W maju na fanów zwycięskiej pary Love Island spadł niespodziewany cios: Sylwia i Mikołaj ogłosili podczas wspólnego live'a, że przeżywają poważny kryzys w związku i zdecydowali się na terapię dla par. Madeńska roniła łzy, podczas gdy niewzruszony Mikołaj beznamiętnie prawił, że "będą pracować nad swoją relacją".
Od tamtej pory para nie pokazuje się razem (z wyjątkiem urodzinowej ustawki), a na ich profilach w mediach społecznościowych próżno szukać wspólnych zdjęć. Tymczasem w środę ogłoszono informację o drugiej edycji Wyspy miłości. Ruszyły też castingi na nowych wyspiarzy, pragnących znaleźć miłość, a przede wszystkim marzących o zdobyciu statusu celebryty.
Z tej okazji Sylwia i Mikołaj zdecydowali się zapomnieć o kłopotach w związku i opublikowali filmik, w którym, pałaszując lody na patyku, zachęcają singli do udziału w eliminacjach do reality show. Na nagraniu skupiają się na wygłoszeniu swoich kwestii i zachowują dystans. Nie wszystkim fanom przypadła do gustu taka "promocja".
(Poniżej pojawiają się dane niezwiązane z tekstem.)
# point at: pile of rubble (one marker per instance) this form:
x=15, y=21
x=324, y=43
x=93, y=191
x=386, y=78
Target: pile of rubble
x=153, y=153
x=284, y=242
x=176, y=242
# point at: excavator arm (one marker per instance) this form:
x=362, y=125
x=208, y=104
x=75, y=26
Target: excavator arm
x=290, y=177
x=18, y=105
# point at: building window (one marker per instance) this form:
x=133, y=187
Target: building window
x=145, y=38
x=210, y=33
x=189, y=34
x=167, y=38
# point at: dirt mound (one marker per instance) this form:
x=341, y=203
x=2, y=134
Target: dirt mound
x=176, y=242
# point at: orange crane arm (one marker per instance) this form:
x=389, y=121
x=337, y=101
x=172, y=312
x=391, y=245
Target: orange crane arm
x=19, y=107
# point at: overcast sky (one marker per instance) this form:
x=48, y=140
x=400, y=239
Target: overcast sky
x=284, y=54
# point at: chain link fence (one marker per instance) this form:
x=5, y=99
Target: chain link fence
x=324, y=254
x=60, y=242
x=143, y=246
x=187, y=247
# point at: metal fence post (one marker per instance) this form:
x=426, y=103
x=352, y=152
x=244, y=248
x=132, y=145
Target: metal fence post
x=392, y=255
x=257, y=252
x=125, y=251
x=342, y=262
Ta para to raczej antyreklama, bo co to za para, która już na starcie musi chodzić na terapię, płakać do kamery i udawać związek - napisała jedna z internautek.
Muszą do jesieni być parą. Polsat chce w "Tańcu z Gwiazdami" zwycięską PARĘ swojego show, a nie byłych kochanków - dodała inna.
Dociekliwi obserwatorzy kont Sylwii i Mikołaja zauważyli jednak, że w ostatnich dniach oboje chwalili się zdjęciami z urlopu w tym samym miejscu - Dziwnowie. Jednak nie wspólnymi. Niektórzy fani poczuli się oszukiwani.
"W co wy gracie z Mikołajem?" - zapytała internautka. "W lajki i wyświetlenia na insta" - odpowiedziała inna.
"Jak z Mikołajem? Może wyjaśnicie sytuację?", "A mnie się wydaje, że to specjalnie takie niepokazywanie się razem. Wtedy jest głośno o nich, są kliknięcia" - czytamy.
Niektórzy stanęli jednak w obronie Sylwii i Mikołaja.
"Oni są razem dla siebie nie dla nas, może to właśnie im na terapię doradzono, aby to była ich intymna sprawa, a nie publiczna", "Na pewno potrzebują swoje problemy ogarnąć samemu, a nie przed wszystkimi, możemy tylko trzymać za nich kciuki" - przekonywali.
Wierzycie, że ich związek jeszcze istnieje?